Let $G$ be a topological group. Let $G_0 = \{g \in G\ $ $: e$ and $g$ are in the same path connected component of $G$$\}.$ Show that $G_0$ is a normal subgroup of $G.$
My attempt $:$ First I will prove that the left multiplication by any element of $G$ is continuous. Let $a \in G$ be a fixed element. First we consider the map $\varphi : G \longrightarrow G \times G$ defined by $g \longmapsto (a,g),\ g \in G.$ Then $\varphi$ is continuous on $G.$ To see that we take an open subset $U = \bigcup\limits_{i \in I} \left (U_i \times V_i \right )$ in $(G \times G),$ where $U_i,V_i$ are open subsets of $G$ for each $i \in I$ (some index set).
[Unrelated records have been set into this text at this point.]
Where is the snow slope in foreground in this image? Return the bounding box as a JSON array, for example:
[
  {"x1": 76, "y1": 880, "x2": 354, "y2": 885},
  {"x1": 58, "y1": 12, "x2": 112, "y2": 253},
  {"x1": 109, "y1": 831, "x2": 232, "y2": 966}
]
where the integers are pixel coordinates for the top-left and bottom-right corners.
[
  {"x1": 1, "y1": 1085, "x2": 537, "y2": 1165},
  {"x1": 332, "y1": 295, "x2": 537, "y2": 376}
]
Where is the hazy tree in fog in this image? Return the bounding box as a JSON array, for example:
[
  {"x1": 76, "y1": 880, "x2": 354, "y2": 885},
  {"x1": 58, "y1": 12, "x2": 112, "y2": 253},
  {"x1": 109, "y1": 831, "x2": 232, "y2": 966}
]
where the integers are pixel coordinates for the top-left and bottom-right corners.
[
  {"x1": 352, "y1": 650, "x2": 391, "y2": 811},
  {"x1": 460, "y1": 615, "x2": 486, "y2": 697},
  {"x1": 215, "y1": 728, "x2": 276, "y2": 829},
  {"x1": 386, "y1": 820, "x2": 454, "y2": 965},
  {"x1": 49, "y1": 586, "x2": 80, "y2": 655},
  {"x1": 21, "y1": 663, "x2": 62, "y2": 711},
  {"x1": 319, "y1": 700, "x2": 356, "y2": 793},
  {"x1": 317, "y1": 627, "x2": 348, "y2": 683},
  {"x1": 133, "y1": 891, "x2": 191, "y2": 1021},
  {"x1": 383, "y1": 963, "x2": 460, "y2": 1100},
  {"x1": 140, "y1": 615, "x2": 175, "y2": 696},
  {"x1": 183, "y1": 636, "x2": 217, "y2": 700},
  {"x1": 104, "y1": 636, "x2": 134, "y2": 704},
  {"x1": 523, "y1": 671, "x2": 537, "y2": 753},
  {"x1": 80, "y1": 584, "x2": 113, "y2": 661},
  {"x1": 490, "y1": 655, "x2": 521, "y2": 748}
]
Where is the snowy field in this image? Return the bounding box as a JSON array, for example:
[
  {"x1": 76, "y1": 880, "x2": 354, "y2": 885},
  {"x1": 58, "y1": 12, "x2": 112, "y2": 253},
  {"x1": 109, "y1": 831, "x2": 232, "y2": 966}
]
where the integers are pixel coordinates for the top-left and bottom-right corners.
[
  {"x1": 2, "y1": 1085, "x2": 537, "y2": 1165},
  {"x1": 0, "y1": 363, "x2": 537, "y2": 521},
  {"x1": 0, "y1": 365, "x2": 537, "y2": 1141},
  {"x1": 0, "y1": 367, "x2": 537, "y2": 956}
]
Then $\varphi^{-1} (U) = \bigcup\limits_{\substack {i \in I \\ a \in U_i}} V_i,$ which is clearly open in $G$ for being the union of arbitrary open subsets of $G.$ Hence $\varphi$ is continuous. Since $G$ is a topological group the map $\psi : G \times G \longrightarrow G$ defined by $(g,g') \mapsto gg',\ (g,g') \in G \times G$ is also continuous. So the map $(\psi \circ \varphi) : G \longrightarrow G$ defined by $(\psi \circ \varphi) (g) = ag,\ g \in G$ is also continuous for being the composition of two continuous maps. Thus left multiplication by any element of $G$ is continuous (in fact a homeomorphism on $G$), as claimed. Similarly we can prove that the right multiplication by any element of $G$ is also continuous. From now on I will use $L_a$ to denote the left multiplication by $a \in G$ and $R_b$ to denote the right multiplication by $b \in G.$
Now let us prove that $G_0$ is a subgroup of $G.$ Let us take $g,g' \in G_0.$ Then there exist paths $\gamma_1$ joining $e$ and $g$ and $\gamma_2$ joining $e$ and $g'.$ Then $(R_{g'} \circ \gamma_1)$ defines a path from $g'$ to $gg'.$ Therefore the concatenation $\gamma_2 + (R_{g'} \circ \gamma_1)$ defines a path from $e$ to $gg'.$ This shows that $gg' \in G_0.$ Also since $G$ is a topological group the map $\iota : G \longrightarrow G$ defined by $g \longmapsto g^{-1}$ is continuous (in fact a homeomorphism on $G$). Now for any $g \in G_0$ let $\gamma$ be a path joining $e$ and $g.$ Then $(\iota \circ \gamma)$ defines a path from $e$ to $g^{-1},$ proving that $g^{-1} \in G_0.$ This shows that $G_0$ is a subgroup of $G.$
To prove that $G_0$ is a normal subgroup of $G$ we take $g \in G$ and $g_0 \in G_0.$ Need only to show that $gg_0g^{-1} \in G_0.$ Since $g_0 \in G$ there exists a path $\gamma_0$ joining $e$ and $g_0.$ Then $(R_{g^{-1}} \circ L_g \circ \gamma_0)$ defines a path from $e$ to $gg_0g^{-1},$ proving that $gg_0g^{-1} \in G_0,$ as required.
This completes the proof.
QED
Can anybody please check my solution? Thanks for your time.